Senka Holzer, Department of Internal Medicine, Division of Cardiology

Supervisor: Dr. Senka Holzer
Availability: This position is available.
Offered by: Medical University of Graz
Application deadline:Applications are accepted between August 03, 2022 00:00 and September 20, 2022 23:59 (Europe/Zurich)

Description

Background: Inflammation is an established driver of adverse cardiac remodeling after acute myocardial infarction in humans and experimental animal models. Ischemic interventions lead to necrotic cell death and release of damage-associated molecular patterns, factors that signal cell damage and induce expression of proinflammatory chemokines and cytokines. However, emerging evidence demonstrates that nonischemic conditions such as atherosclerosis, atrial fibrillation (AF) and heart failure (HF) are also associated with increases in inflammatory genes and immune cell accumulation in the heart. How proinflammatory responses are elicited in nonischemic heart disease which is not—at least initially—associated with cell death is one of the most critical unanswered question in cardiovascular biology.

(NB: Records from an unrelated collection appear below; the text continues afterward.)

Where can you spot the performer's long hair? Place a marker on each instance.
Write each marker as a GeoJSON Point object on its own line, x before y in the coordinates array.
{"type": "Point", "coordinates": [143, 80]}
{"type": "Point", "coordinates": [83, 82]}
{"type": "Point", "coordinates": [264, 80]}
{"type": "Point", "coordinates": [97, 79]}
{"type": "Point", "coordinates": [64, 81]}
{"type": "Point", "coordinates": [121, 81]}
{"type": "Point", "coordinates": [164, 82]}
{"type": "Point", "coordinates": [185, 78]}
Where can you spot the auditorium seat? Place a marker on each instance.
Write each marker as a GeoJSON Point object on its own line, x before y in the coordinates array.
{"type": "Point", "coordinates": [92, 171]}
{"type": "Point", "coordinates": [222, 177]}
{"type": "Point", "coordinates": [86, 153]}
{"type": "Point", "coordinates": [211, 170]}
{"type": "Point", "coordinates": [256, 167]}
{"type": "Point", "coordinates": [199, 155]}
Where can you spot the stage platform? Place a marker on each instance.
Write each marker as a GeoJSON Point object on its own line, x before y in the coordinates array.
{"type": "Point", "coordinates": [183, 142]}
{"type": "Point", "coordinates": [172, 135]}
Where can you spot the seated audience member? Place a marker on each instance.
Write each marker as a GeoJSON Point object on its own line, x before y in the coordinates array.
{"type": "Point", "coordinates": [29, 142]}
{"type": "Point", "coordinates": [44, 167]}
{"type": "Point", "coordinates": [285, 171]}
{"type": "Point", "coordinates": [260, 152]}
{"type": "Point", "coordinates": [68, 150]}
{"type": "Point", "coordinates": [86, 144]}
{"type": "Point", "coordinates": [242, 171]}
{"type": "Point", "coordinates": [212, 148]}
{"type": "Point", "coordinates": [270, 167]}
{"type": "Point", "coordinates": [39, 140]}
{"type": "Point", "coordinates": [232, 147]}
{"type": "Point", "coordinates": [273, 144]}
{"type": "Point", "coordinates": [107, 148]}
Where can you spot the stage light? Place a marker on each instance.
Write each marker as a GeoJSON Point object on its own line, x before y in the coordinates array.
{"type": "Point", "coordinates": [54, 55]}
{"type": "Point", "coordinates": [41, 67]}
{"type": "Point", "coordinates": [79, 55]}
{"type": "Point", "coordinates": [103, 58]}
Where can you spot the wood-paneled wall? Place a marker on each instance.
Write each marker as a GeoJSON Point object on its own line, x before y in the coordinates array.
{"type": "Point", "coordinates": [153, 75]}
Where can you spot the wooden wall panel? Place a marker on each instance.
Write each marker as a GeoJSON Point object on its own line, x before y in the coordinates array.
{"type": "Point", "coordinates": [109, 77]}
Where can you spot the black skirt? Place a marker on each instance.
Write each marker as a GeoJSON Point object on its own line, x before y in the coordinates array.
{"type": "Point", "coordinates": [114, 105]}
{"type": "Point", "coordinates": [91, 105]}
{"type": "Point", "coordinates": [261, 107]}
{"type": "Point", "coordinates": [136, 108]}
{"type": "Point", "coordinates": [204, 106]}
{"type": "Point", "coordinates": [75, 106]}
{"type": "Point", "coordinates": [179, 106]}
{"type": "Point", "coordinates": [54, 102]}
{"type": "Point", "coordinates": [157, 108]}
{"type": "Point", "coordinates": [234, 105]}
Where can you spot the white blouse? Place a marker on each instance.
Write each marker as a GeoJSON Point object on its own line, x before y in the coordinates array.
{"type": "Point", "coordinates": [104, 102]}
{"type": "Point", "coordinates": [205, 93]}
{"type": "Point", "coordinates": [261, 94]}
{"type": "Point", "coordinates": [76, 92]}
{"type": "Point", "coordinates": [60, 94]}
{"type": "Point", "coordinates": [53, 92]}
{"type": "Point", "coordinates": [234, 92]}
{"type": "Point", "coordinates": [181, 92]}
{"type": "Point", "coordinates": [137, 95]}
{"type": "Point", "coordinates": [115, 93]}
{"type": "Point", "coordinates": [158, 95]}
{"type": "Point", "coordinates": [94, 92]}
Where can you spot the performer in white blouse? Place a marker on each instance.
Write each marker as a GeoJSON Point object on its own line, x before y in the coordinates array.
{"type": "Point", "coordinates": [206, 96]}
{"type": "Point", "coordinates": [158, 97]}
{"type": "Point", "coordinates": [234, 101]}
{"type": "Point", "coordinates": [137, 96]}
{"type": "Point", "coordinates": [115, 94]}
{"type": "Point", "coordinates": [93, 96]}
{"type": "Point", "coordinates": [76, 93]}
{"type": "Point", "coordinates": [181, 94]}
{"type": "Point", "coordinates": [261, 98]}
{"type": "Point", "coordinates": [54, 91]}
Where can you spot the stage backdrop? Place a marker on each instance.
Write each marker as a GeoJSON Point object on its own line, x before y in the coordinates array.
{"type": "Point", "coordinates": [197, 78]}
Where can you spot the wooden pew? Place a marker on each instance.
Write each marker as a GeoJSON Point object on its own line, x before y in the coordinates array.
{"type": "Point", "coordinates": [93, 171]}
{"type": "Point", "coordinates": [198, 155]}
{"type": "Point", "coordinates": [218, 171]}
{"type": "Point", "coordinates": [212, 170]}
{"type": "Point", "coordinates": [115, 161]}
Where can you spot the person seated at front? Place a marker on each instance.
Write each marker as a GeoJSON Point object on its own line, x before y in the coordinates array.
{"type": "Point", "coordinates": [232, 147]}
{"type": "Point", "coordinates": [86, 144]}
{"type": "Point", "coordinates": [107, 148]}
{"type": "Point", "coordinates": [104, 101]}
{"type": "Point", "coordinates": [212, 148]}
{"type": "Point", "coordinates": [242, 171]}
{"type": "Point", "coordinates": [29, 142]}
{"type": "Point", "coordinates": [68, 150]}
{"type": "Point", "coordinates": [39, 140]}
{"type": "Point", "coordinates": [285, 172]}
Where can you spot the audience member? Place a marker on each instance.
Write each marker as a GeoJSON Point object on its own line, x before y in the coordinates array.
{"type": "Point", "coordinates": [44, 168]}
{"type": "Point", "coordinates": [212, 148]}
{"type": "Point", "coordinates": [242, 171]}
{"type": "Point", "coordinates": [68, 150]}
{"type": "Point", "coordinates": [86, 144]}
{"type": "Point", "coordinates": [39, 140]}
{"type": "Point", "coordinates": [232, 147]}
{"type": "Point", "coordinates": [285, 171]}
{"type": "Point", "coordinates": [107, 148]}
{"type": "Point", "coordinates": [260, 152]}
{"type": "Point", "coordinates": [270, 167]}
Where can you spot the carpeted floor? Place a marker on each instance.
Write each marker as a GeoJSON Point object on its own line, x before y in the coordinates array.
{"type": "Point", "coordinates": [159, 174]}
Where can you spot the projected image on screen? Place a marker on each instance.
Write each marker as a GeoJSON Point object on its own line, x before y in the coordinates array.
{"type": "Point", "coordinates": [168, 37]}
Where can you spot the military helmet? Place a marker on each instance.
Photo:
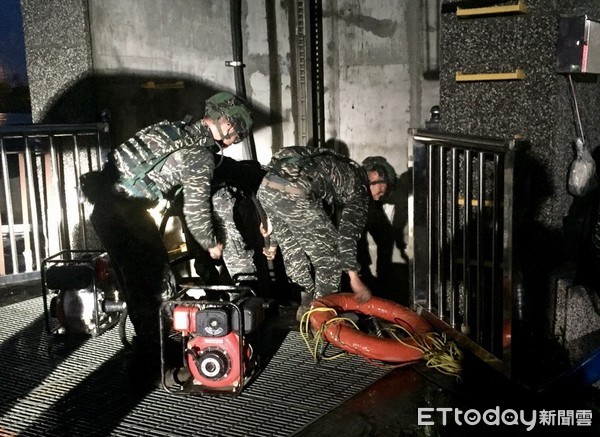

Activation of Ca2+/calmodulin-dependent protein kinase II (CaMKII) is the early promoter of cardiac remodelling via transducing stress signals to gene reprogramming in the process termed excitation-transcription coupling (ET-coupling).1,2 In line with this, recent evidence showed that CaMKII triggers inflammatory gene expression and activation of the NOD-like receptor pyrin domain-containing protein 3 (NLPR3) inflammasome in cardiomyocytes,3 while increased assembly of NLPR3 inflammasome on hyperacetylated mitochondria has been identified as a key driver of HF pathogenesis.4 Furthermore, our latest work showed that CaMKII is critically involved in the upregulation of interleukin 6 receptor (IL6R) signaling in cardiomyocytes upon tachycardia- and hypertension-induced cardiac stress.5

 

Hypothesis and Objectives: In this project we will further follow the hypothesis that cardiomyocytes are an initiating site of inflammatory gene expression in response to nonischemic stress. Specifically, this project aims to (1) reveal specific CaMKII-dependent sites and molecular mechanisms of inflammatory signaling activation within cardiomyocytes,

(2) their effects on immune cells recruitment and (3) their contribution to overall functional vulnerability of the heart in conditions of tachycardia, hypertension and AF. Finally, we will test the possibility that pharmacological interventions targeting CaMKII signaling axis could serve

as potential treatment for alleviating increased inflammatory response and structural and functional remodeling of the heart.

 

Methodology: We will employ various techniques for assessing cardiac structure and function in vivo (blood pressure and transthoracic echocardiography) and in vitro (isolation of adult ventricular myocytes, live-cell subcellular Ca2+ imaging, proximity ligation assays and immunocytochemistry, purification of cardiomyocyte nuclei, MS-based CaMKII interactome analyses, electron microscopy, single cell RNA sequencing and standard qRT-PCR and protein detection assays). With our multidisciplinary approach, a wide range of state-of-the-art techniques and invaluable access to human myocardium with various degrees of cardiac pathologies, we expect to acquire a better understanding of CaMKII-mediated inflammatory signaling in cardiac (patho)physiology and provide substantial preclinical evidence to support future translational and clinical studies targeting identified signaling cascades as a remedy for treating cardiac remodeling of different etiologies.

 

References:

  1. Ljubojevic S et al., Circulation. 2014. doi: 10.1161/CIRCULATIONAHA.114.008927.
  2. Ljubojevic-Holzer S et al., Circ Res. 2020. doi: 10.1161/CIRCRESAHA.120.316947.
  3. Suetomi T et al., Circulation. 2018. doi: 10.1161/CIRCULATIONAHA.118.034621.
  4. Deng Y et al., Circ Res. 2021. doi: 10.1161/CIRCRESAHA.120.317933.
  5. Matzer I et al., Biomedicines. 2022. doi: 10.3390/biomedicines10071648.